Cooper's industries m&a

1)Cooper’s corporate strategy is a mix of diversification and complementary building by which the company diversifies into related areas that are closer to its core competence as well as build businesses around complementary strengths like the way in which it started businesses around related areas. This mix of diversification and complementary building around its core strengths has been called “ Cooperization”. This twin strategy has indeed paid dividends for Cooper because of its related diversification and complementary building around its strengths. The complementary development continued throughout the 1970’s as did the diversification into related areas. The main aim of this corporate strategy has been to lessen its dependence on the cyclical natural gas business.

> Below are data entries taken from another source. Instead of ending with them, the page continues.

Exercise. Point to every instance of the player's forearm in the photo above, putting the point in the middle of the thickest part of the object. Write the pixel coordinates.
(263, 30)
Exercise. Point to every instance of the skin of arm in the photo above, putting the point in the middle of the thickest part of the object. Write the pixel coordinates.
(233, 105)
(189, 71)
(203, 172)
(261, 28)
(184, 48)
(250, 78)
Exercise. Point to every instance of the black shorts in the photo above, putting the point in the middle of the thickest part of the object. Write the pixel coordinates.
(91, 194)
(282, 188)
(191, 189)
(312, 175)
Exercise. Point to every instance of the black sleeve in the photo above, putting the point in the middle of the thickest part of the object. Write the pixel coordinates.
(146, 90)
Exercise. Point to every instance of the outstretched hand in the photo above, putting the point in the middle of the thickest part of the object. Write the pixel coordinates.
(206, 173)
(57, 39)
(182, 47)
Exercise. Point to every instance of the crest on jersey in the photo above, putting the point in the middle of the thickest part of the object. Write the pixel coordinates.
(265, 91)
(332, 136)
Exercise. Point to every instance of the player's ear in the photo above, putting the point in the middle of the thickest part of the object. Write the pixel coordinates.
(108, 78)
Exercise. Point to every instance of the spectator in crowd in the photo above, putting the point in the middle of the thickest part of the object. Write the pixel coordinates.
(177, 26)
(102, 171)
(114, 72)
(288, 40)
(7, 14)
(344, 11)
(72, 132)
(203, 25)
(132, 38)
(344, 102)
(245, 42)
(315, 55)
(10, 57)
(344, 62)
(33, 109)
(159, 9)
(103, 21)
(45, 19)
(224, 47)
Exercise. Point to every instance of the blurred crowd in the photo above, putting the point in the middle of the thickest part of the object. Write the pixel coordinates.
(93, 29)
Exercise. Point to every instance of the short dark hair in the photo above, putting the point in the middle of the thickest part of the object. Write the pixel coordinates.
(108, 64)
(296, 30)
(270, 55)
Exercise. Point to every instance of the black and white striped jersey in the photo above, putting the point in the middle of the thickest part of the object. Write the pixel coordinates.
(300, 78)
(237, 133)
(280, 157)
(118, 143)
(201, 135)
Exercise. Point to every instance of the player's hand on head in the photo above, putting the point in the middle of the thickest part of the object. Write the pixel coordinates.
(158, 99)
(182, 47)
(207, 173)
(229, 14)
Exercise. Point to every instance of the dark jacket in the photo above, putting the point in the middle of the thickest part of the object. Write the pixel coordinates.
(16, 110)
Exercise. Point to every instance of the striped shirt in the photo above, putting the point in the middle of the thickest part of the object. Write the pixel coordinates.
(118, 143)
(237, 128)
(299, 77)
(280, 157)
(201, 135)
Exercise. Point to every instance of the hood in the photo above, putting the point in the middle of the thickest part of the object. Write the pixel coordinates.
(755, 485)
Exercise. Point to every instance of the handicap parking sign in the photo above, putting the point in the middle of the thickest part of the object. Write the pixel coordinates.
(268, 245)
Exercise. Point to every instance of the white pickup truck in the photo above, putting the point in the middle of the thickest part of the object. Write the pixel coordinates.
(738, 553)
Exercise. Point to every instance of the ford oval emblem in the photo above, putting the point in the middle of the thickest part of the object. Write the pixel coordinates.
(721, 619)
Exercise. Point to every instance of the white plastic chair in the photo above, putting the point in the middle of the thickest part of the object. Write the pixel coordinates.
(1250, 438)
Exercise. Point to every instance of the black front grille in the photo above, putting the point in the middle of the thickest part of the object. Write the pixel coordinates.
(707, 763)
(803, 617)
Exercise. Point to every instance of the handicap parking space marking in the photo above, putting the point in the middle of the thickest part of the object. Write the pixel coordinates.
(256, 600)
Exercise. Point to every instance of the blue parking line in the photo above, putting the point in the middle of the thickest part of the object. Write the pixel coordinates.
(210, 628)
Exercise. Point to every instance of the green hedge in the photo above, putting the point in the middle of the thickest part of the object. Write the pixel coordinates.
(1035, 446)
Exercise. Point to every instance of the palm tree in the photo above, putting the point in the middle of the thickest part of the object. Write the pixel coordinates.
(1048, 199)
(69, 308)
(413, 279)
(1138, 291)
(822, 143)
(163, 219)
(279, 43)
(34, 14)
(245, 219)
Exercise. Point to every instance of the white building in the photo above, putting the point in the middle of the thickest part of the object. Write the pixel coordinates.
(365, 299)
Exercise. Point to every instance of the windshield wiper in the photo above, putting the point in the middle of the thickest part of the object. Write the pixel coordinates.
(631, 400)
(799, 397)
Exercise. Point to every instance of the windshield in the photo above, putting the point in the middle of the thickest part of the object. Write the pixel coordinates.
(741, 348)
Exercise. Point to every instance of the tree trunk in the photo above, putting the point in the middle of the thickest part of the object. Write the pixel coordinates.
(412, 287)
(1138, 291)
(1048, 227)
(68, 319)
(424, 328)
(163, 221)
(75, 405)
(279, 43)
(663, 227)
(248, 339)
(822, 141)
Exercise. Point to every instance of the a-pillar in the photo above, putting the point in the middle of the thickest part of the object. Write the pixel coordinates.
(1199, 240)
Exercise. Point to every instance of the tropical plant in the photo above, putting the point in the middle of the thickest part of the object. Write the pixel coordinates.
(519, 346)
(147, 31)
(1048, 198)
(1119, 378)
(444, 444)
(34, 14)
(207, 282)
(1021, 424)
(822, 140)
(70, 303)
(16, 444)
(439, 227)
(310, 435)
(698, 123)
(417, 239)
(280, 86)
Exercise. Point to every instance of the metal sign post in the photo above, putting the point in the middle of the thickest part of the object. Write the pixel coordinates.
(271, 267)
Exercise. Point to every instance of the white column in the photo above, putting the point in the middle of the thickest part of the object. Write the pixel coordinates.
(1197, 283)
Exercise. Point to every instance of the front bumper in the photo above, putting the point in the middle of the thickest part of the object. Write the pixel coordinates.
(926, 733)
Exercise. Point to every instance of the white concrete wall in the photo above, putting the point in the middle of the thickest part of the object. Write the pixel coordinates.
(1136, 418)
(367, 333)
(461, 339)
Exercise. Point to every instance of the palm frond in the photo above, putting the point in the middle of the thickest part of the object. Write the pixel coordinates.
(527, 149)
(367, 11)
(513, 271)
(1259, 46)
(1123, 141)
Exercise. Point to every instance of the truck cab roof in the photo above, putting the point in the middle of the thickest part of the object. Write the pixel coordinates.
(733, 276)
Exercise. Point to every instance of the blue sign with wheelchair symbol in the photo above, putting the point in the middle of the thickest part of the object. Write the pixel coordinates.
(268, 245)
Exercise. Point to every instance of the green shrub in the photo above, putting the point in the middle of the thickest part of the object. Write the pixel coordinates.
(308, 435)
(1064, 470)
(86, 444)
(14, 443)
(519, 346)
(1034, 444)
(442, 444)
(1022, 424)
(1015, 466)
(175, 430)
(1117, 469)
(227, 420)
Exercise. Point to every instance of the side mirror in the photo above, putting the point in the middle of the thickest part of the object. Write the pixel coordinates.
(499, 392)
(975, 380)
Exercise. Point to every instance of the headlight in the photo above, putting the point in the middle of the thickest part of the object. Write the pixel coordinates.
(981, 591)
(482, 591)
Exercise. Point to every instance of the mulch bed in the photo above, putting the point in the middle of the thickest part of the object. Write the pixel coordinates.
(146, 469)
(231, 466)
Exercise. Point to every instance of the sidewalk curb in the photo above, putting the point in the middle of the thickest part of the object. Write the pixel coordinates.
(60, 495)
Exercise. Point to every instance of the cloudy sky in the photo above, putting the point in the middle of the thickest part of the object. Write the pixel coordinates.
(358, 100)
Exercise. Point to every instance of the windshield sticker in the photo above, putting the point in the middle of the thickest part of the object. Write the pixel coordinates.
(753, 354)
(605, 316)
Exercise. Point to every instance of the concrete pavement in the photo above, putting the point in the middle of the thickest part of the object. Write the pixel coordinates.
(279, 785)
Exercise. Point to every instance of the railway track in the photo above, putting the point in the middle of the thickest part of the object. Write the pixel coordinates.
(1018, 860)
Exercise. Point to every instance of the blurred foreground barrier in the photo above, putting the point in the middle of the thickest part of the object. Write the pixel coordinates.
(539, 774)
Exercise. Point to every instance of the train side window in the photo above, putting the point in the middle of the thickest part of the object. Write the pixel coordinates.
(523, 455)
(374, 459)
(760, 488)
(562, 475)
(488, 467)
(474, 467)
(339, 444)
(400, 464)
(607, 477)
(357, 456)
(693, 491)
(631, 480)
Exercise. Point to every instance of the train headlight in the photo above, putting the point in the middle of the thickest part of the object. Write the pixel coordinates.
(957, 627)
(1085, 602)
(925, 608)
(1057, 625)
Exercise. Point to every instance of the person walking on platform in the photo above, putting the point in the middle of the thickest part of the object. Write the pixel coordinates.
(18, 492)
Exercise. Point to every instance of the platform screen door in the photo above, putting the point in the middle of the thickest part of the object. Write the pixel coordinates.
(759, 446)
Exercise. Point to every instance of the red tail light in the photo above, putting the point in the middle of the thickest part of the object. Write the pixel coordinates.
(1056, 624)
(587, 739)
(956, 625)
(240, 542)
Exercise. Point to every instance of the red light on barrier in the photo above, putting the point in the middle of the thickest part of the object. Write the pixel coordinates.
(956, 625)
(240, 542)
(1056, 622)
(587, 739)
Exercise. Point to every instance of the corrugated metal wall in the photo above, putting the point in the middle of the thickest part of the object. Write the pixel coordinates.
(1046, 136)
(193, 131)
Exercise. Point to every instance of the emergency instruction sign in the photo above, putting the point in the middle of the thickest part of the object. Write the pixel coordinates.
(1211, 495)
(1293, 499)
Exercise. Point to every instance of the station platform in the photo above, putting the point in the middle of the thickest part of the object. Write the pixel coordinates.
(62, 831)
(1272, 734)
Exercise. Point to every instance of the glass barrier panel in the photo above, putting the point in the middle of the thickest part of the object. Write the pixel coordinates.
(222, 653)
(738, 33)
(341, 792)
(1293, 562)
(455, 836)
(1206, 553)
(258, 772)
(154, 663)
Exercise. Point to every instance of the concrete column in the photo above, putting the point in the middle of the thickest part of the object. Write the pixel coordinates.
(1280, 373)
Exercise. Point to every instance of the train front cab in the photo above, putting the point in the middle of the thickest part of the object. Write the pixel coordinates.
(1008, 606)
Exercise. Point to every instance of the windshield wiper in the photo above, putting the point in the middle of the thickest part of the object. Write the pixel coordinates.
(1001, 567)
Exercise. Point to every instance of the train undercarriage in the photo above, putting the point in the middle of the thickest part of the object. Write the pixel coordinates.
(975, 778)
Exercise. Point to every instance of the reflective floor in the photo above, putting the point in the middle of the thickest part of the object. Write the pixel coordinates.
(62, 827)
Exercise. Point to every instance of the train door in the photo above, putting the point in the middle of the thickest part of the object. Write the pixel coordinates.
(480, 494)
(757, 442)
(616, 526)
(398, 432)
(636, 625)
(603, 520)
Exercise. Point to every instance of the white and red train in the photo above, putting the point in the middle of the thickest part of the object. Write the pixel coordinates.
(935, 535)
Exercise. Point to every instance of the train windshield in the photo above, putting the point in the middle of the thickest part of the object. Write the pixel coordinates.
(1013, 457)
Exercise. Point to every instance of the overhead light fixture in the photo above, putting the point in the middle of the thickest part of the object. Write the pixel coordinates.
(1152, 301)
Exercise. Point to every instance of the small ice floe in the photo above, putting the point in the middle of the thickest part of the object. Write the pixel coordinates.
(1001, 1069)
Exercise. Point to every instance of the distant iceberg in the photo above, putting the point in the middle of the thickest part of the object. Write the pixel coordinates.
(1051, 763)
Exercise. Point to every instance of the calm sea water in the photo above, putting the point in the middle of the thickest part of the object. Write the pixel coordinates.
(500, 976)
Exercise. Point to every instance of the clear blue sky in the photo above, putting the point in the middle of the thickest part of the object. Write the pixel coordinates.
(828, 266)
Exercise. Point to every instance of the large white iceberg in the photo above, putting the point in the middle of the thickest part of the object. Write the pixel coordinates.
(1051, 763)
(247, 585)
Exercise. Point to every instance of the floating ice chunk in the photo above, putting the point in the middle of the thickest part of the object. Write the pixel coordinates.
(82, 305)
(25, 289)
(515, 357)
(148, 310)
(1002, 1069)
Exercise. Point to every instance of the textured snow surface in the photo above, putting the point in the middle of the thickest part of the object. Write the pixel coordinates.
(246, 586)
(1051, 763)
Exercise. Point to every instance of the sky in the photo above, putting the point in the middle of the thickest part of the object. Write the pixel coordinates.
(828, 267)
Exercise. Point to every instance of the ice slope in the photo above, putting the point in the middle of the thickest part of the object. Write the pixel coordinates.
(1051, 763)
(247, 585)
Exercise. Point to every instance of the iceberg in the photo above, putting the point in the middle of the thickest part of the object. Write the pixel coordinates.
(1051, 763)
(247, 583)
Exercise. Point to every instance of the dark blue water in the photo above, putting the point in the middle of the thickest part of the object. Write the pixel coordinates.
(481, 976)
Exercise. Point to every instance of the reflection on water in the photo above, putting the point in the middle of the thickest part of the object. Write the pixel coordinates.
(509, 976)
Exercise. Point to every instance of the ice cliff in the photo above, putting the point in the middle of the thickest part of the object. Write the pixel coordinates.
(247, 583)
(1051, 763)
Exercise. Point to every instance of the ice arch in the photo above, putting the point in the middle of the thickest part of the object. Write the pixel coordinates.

2)Cooper’s creates value through building similar businesses around related areas of its expertise and then achieving synergies from these businesses. The value that is created is by combining the strengths of the related diversification and complementary building by which the company achieves capabilities in areas close to each other. This synergy helps it to achieve scale and size in running the business. Hence, Cooper’s creates value through these twin processes and by achieving synergies.
3)The key resources of Cooper’s are its people and especially those in the upper reaches of management. The company has consciously followed a strategy of hiring the best talent available to run its various businesses and this has resulted in it achieving a corporate culture that has become an asset for the company. The other key resource of Cooper’s is its culture of encouraging the various businesses to run autonomously thereby encouraging risk taking and entrepreneurial spirit among the business units. This is related to the company culture and hence it can be said that Cooper’s key resources are its people and the processes that it has built around them.
4)It is my view that Cooper’s should not acquire Champion Spark plugs. There are many reasons for this and they range from the gigantic restructuring that needs to take place at the organizational and operational level as well as the huge increase in its debt percentage resulting from the deal. Further, the company does not stand to gain from integrating another company that is primarily into manufacturing spare parts as the potential synergies from such a move are debatable. Of course, Cooper’s stands to gain from the brand association and the international exposure of Champion which it can leverage to its advantage. However, the costs of such an acquisition far outweigh the benefits and hence the acquisition should not be undertaken.
5)The limits to Cooper’s corporate strategy arise from what can be called the limits of benefits brought about by expansion through acquisition. In what is now known as “ inorganic” growth i. e. expanding through acquisitions as opposed to organic or natural growth. The management at Cooper’s must realize that they cannot hope for a perpetual expansion drive without compromising on the core competencies that the company has. Hence, there are limits to the way in which expansion can take place and the benefits it brings to the table.